This Man Has Nothing to Hide—Not Even His Email Password
What had never occurred to me, until I sat in front of his open email account, is how objectionable I find that attitude. Every one of us is entrusted with information that our family, friends, colleagues, and acquaintances would rather that we kept private, and while there is no absolute obligation for us to comply with their wishes—there are, indeed, times when we have a moral obligation to speak out in order to defend other goods—assigning the privacy of others a value of zero is callous.
.. Dyer is an honest man committing to an ethical code he believes to be righteous. He is trying to make the world better. He doesn’t believe people should have a right to privacy, so he is ceding his own. These traits and impulses are worthy of some respect.

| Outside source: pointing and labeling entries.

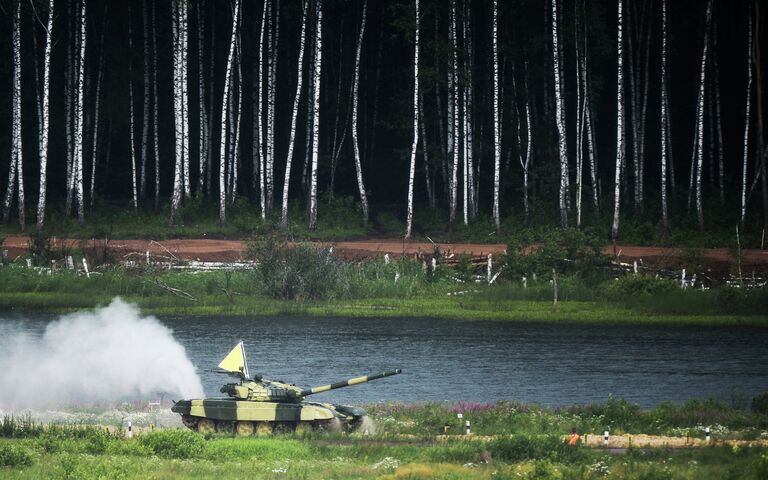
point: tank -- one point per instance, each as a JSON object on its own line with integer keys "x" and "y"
{"x": 255, "y": 405}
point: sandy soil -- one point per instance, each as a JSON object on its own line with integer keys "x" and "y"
{"x": 234, "y": 250}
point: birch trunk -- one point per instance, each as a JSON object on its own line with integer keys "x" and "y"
{"x": 355, "y": 94}
{"x": 700, "y": 120}
{"x": 560, "y": 117}
{"x": 746, "y": 125}
{"x": 316, "y": 115}
{"x": 155, "y": 108}
{"x": 453, "y": 135}
{"x": 202, "y": 114}
{"x": 296, "y": 100}
{"x": 78, "y": 163}
{"x": 664, "y": 118}
{"x": 619, "y": 124}
{"x": 145, "y": 109}
{"x": 412, "y": 170}
{"x": 496, "y": 121}
{"x": 45, "y": 119}
{"x": 258, "y": 117}
{"x": 224, "y": 114}
{"x": 134, "y": 197}
{"x": 16, "y": 172}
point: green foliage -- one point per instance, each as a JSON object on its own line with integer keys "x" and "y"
{"x": 174, "y": 443}
{"x": 634, "y": 286}
{"x": 297, "y": 272}
{"x": 760, "y": 403}
{"x": 14, "y": 455}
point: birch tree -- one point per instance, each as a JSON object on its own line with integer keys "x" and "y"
{"x": 316, "y": 114}
{"x": 45, "y": 119}
{"x": 699, "y": 146}
{"x": 134, "y": 191}
{"x": 620, "y": 148}
{"x": 496, "y": 119}
{"x": 296, "y": 100}
{"x": 78, "y": 163}
{"x": 560, "y": 118}
{"x": 224, "y": 113}
{"x": 747, "y": 111}
{"x": 412, "y": 170}
{"x": 355, "y": 139}
{"x": 259, "y": 114}
{"x": 664, "y": 118}
{"x": 16, "y": 170}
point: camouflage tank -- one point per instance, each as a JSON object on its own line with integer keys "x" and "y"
{"x": 261, "y": 406}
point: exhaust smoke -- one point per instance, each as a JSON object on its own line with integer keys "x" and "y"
{"x": 107, "y": 355}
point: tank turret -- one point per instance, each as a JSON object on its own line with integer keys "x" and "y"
{"x": 260, "y": 405}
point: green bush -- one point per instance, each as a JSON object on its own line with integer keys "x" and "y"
{"x": 174, "y": 443}
{"x": 760, "y": 403}
{"x": 636, "y": 285}
{"x": 298, "y": 272}
{"x": 14, "y": 456}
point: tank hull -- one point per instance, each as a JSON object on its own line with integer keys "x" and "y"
{"x": 246, "y": 417}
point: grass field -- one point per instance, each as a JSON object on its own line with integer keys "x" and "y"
{"x": 527, "y": 442}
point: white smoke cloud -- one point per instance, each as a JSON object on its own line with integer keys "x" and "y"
{"x": 107, "y": 355}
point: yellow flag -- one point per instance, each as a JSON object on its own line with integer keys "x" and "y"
{"x": 235, "y": 360}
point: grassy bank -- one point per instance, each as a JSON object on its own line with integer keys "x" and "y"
{"x": 372, "y": 291}
{"x": 528, "y": 443}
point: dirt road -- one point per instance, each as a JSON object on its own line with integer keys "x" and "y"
{"x": 233, "y": 250}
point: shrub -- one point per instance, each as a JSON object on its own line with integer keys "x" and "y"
{"x": 14, "y": 456}
{"x": 174, "y": 443}
{"x": 760, "y": 403}
{"x": 633, "y": 286}
{"x": 301, "y": 271}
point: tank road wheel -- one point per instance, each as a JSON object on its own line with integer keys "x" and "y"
{"x": 189, "y": 421}
{"x": 263, "y": 429}
{"x": 303, "y": 429}
{"x": 284, "y": 427}
{"x": 225, "y": 426}
{"x": 244, "y": 429}
{"x": 206, "y": 425}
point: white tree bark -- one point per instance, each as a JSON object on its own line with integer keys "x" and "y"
{"x": 316, "y": 114}
{"x": 45, "y": 119}
{"x": 496, "y": 120}
{"x": 224, "y": 114}
{"x": 700, "y": 120}
{"x": 453, "y": 134}
{"x": 16, "y": 172}
{"x": 560, "y": 117}
{"x": 155, "y": 108}
{"x": 178, "y": 109}
{"x": 202, "y": 113}
{"x": 412, "y": 170}
{"x": 664, "y": 118}
{"x": 134, "y": 190}
{"x": 355, "y": 94}
{"x": 145, "y": 109}
{"x": 259, "y": 115}
{"x": 296, "y": 99}
{"x": 620, "y": 148}
{"x": 78, "y": 164}
{"x": 746, "y": 124}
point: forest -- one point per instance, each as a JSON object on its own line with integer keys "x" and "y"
{"x": 564, "y": 112}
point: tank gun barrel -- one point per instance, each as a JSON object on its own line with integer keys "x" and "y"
{"x": 347, "y": 383}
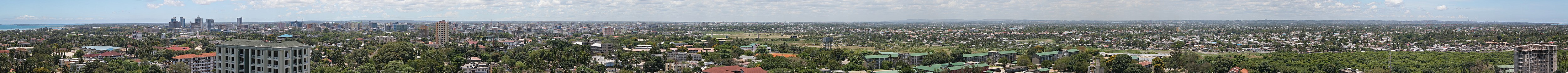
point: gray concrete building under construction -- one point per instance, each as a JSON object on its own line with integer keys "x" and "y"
{"x": 252, "y": 56}
{"x": 1536, "y": 58}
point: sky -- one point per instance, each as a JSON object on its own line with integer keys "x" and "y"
{"x": 112, "y": 12}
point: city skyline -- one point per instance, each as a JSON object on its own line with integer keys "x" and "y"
{"x": 112, "y": 12}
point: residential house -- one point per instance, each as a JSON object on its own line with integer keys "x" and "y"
{"x": 198, "y": 63}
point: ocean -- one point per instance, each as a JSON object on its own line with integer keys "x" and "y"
{"x": 29, "y": 28}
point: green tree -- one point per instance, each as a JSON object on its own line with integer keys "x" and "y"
{"x": 1076, "y": 63}
{"x": 181, "y": 67}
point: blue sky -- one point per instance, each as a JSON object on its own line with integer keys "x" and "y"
{"x": 103, "y": 12}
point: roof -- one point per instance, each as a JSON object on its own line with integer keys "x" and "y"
{"x": 1007, "y": 53}
{"x": 112, "y": 53}
{"x": 189, "y": 56}
{"x": 264, "y": 43}
{"x": 178, "y": 48}
{"x": 879, "y": 56}
{"x": 887, "y": 72}
{"x": 733, "y": 69}
{"x": 1053, "y": 53}
{"x": 976, "y": 55}
{"x": 887, "y": 53}
{"x": 781, "y": 55}
{"x": 755, "y": 70}
{"x": 101, "y": 48}
{"x": 921, "y": 55}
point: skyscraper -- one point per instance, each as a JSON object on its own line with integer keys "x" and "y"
{"x": 297, "y": 25}
{"x": 175, "y": 23}
{"x": 183, "y": 23}
{"x": 441, "y": 29}
{"x": 211, "y": 23}
{"x": 252, "y": 56}
{"x": 198, "y": 26}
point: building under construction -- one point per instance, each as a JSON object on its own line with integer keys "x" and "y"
{"x": 1536, "y": 58}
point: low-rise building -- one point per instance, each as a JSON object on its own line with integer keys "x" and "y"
{"x": 956, "y": 67}
{"x": 477, "y": 67}
{"x": 198, "y": 63}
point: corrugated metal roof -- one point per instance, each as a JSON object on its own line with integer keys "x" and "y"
{"x": 921, "y": 55}
{"x": 1007, "y": 53}
{"x": 976, "y": 55}
{"x": 877, "y": 56}
{"x": 1053, "y": 53}
{"x": 101, "y": 48}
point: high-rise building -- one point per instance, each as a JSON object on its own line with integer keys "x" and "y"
{"x": 175, "y": 23}
{"x": 198, "y": 63}
{"x": 353, "y": 25}
{"x": 211, "y": 23}
{"x": 607, "y": 31}
{"x": 375, "y": 26}
{"x": 441, "y": 29}
{"x": 198, "y": 25}
{"x": 184, "y": 25}
{"x": 252, "y": 56}
{"x": 1536, "y": 59}
{"x": 400, "y": 28}
{"x": 297, "y": 25}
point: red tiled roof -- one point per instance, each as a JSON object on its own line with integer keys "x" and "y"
{"x": 733, "y": 69}
{"x": 178, "y": 48}
{"x": 780, "y": 55}
{"x": 755, "y": 70}
{"x": 112, "y": 53}
{"x": 189, "y": 56}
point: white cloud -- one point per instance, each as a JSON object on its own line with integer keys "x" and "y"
{"x": 1443, "y": 7}
{"x": 204, "y": 2}
{"x": 444, "y": 15}
{"x": 154, "y": 7}
{"x": 1395, "y": 2}
{"x": 46, "y": 18}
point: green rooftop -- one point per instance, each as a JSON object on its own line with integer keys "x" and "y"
{"x": 887, "y": 53}
{"x": 1053, "y": 53}
{"x": 877, "y": 56}
{"x": 976, "y": 55}
{"x": 921, "y": 55}
{"x": 1009, "y": 53}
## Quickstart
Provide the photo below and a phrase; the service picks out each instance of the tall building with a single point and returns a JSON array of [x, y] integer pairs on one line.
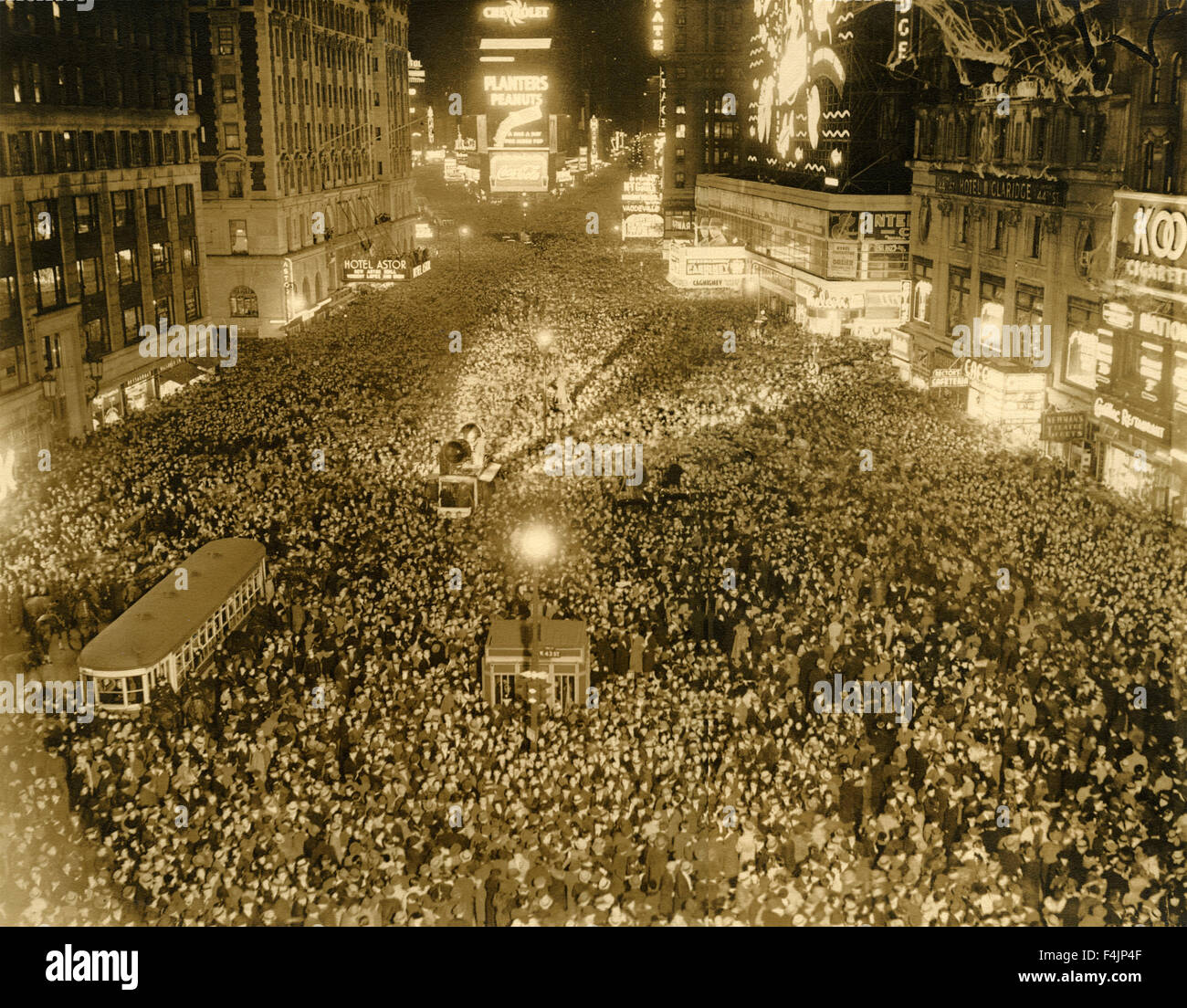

.. But I will also understand more fully that if someone truly has “nothing to hide,” it means that they also have insufficient regard for the comfort, preferences, and desires of people who feel differently. With funding, Dyer will go forward with his project, and his camera crew will inevitably make people uncomfortable every time that he enters a public bathroom or a medical clinic, or when his child wants to share a traumatic experience with his or her father. The world he wants to create is one where there would be no option to refrain from revealing to colleagues that you’ll have hemorrhoids surgery while on vacation; where girls going through puberty could only talk to their mothers about getting their periods in public; and where every time a potential romantic partner rejects you, it happens for all to see. Think of everyone who has ever kept a confidence you bestowed in a moment of need or vulnerability. All of them had this in common: They had something to hide.